We recently caught up with him to learn more about how food and his migration from the Bronx to Nigeria to New Orleans, and later Washington, D.C. shaped his identity and work as a culinary artist.
Photo by Rey Lopez, courtesy of Kith/Kin.
What was one of the first things you learned how to make and who taught you how to make it?
Eggs. My mom taught me how to scramble them. I would pull up a stepping stool to the stove, watch, and learn.
Do you have any special rituals when you get into the kitchen and start creating a new dish?
Not really. I'd say that I'm mostly inspired by the things I've eaten and tried before for when it comes to creating something new.
Do you have any early memories of being in the kitchen with family, and if so what were some of those?
Yes, my family wasn't well off but my mother always wanted to send gifts to everyone. So we would stay up all night making thousands of cookies to share with everyone!
Your food has been called autobiographical, in what ways do you hope to connect people to your personal story through food?
I hope that people can feel the soul behind my cooking and dishes. My menu is honestly a correlation of autobiographical anecdotes.
Photo courtesy of Kith/Kin.
What were you searching for when you landed on Kith/Kin?
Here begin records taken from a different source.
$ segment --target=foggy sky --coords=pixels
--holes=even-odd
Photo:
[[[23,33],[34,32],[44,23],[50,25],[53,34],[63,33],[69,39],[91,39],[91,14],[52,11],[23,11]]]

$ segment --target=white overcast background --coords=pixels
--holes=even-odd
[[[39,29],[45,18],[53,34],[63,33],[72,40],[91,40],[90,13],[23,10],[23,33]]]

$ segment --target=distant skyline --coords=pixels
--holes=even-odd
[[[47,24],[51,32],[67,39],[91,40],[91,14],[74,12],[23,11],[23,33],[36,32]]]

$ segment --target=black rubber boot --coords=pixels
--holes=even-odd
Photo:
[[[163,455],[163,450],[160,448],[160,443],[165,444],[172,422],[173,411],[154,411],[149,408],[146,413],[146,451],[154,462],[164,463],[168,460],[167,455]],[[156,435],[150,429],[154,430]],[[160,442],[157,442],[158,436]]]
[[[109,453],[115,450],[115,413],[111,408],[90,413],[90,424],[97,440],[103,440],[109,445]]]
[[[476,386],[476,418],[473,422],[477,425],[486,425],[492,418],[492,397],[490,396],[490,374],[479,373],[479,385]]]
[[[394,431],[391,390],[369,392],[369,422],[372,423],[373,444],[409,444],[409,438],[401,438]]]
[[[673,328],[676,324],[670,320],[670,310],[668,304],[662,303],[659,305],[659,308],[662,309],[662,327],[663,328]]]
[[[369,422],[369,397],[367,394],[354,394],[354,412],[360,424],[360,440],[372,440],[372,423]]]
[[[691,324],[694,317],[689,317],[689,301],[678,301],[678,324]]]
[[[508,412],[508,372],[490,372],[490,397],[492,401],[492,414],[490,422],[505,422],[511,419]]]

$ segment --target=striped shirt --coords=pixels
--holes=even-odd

I really just wanted to represent my diverse culture.
What do you think it is about Kith/Kin that makes it stand out from other restaurants in this city and what do you hope guests walk away telling someone?
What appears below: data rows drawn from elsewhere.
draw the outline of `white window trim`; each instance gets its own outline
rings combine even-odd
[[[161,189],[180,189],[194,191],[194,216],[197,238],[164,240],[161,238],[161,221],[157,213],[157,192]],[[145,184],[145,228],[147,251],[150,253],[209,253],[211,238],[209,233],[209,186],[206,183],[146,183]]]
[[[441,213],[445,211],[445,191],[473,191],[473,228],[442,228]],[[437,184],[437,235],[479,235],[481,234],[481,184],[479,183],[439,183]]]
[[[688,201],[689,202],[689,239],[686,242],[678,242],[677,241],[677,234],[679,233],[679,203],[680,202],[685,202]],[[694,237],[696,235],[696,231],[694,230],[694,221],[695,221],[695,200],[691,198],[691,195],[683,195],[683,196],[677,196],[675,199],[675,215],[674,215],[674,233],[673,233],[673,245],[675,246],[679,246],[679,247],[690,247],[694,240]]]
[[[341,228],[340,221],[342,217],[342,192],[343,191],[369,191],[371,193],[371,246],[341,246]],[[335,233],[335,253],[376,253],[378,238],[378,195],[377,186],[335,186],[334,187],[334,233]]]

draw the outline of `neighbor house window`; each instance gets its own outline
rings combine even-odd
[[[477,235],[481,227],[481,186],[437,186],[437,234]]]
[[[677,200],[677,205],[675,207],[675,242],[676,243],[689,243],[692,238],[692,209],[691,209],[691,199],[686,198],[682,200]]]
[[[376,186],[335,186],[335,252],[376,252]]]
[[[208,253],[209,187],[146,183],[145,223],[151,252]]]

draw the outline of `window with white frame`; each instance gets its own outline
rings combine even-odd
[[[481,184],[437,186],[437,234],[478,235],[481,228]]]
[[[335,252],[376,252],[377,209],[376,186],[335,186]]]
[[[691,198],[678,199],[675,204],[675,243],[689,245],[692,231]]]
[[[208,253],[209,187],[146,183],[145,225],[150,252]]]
I think it is definitely the cuisine and the clientele. Our dining room is a rainbow. I honestly hope they walk away telling people how good it is and how great of experience they had.
I know you experienced somewhat of a setback when your fine dining restaurant Shaw Bijou shutdown, how did that setback help to refine and refocus your craft?
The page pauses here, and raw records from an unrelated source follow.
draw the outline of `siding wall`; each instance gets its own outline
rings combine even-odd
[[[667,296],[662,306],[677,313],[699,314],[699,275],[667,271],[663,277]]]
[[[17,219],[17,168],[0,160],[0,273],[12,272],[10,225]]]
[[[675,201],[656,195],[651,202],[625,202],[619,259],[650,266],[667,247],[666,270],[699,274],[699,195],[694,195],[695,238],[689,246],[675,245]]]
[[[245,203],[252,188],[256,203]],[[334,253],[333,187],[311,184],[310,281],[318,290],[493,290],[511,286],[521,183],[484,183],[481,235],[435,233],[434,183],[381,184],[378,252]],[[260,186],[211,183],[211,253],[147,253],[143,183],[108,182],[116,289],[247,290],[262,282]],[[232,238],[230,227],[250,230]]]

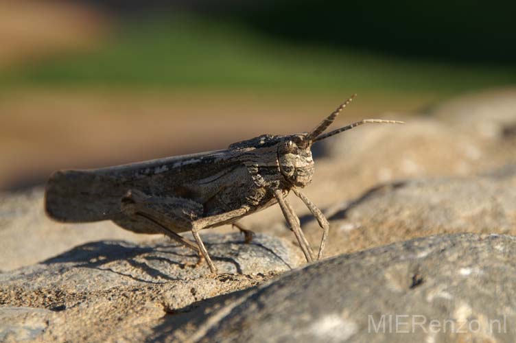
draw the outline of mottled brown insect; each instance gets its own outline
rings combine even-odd
[[[237,221],[277,202],[307,261],[315,259],[299,219],[285,198],[292,191],[322,228],[319,259],[328,235],[328,221],[300,191],[314,175],[312,144],[366,123],[403,123],[364,119],[323,134],[354,97],[309,132],[264,134],[222,150],[97,169],[56,172],[47,185],[47,213],[61,222],[110,220],[131,231],[164,233],[199,252],[211,271],[216,272],[199,231],[233,224],[249,240],[250,231]],[[185,231],[191,232],[195,243],[179,235]]]

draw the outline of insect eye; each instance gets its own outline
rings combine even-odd
[[[297,154],[297,146],[292,141],[287,141],[285,142],[285,147],[287,152],[291,154]]]

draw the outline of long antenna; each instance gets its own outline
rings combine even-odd
[[[325,130],[328,128],[328,126],[331,125],[331,123],[333,122],[333,120],[335,120],[335,118],[337,117],[338,114],[344,110],[344,108],[348,106],[348,104],[351,102],[353,99],[355,99],[355,97],[356,97],[356,94],[353,94],[351,97],[349,97],[349,99],[346,100],[346,102],[342,104],[340,106],[337,108],[336,110],[335,110],[333,112],[331,113],[331,115],[329,115],[325,120],[320,122],[319,125],[316,126],[314,130],[312,130],[306,136],[306,139],[308,141],[315,141],[316,138],[320,134],[325,132]]]
[[[349,124],[346,126],[344,126],[343,128],[340,128],[339,129],[330,131],[328,133],[325,133],[324,134],[321,134],[320,136],[316,137],[315,139],[312,139],[312,141],[316,142],[318,141],[322,141],[322,139],[325,139],[328,137],[331,137],[331,136],[334,136],[337,134],[338,133],[342,132],[347,130],[351,130],[353,128],[355,128],[362,124],[365,124],[367,123],[388,123],[388,124],[404,124],[405,121],[400,121],[399,120],[386,120],[386,119],[362,119],[360,121],[357,121],[352,124]]]

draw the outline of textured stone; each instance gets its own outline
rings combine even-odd
[[[193,338],[515,342],[515,257],[516,238],[473,234],[339,256],[259,287],[212,314]]]
[[[327,256],[441,233],[516,235],[515,189],[515,166],[484,176],[375,187],[327,211],[331,223]],[[307,231],[314,239],[316,235]]]
[[[0,341],[36,340],[43,335],[54,312],[29,307],[0,307]]]
[[[195,267],[195,254],[166,239],[90,243],[1,273],[0,318],[8,320],[0,332],[29,340],[139,341],[167,313],[255,286],[301,261],[281,240],[265,235],[249,244],[239,233],[204,239],[220,274],[211,275],[205,263]],[[45,322],[49,316],[53,320]]]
I honestly never stopped. I just started planning what was next for me. You don't have time to stay idle where I come from. I dusted myself off and got back up.
You've gone from creating a fine dining sampling menu to Afro-Caribbean inspired cuisine to American classics with Philly Wing Fly. What prompted you to start Philly Wing Fly?
I really just wanted to create a space that served American classics like chicken wings, waffle fries and cheesesteaks. It started off as a pop-up in Union Market which was successful, then I was approached with the opportunity to open up a shop in Whole Foods.
Photo by Rey Lopez, courtesy of Kith/Kin.
Does your family have any special holiday cooking traditions?
We cook all the time. I have family from everywhere, so whenever we all get together it's a smorgasbord of Caribbean, West African and Creole food. Gumbo during the holidays is apart of that tradition.
What has been one of your favorite places to travel internationally thus far?
Mumbai, India. I love the flavors, the vibrancy of the city, and the different regions of the city.
What are three pieces of advice you'd give your younger self?
Don't go to college and collect debt. Listen more. Spend more time with family.
How have you learned to define what success looks like for you?
Success to me is happiness period. You can be theoretically on top of the world but if you aren't happy you have nothing.
What's next for you?
More Philly Wing Fry's! It's my version of a fast casual cheesesteak eatery.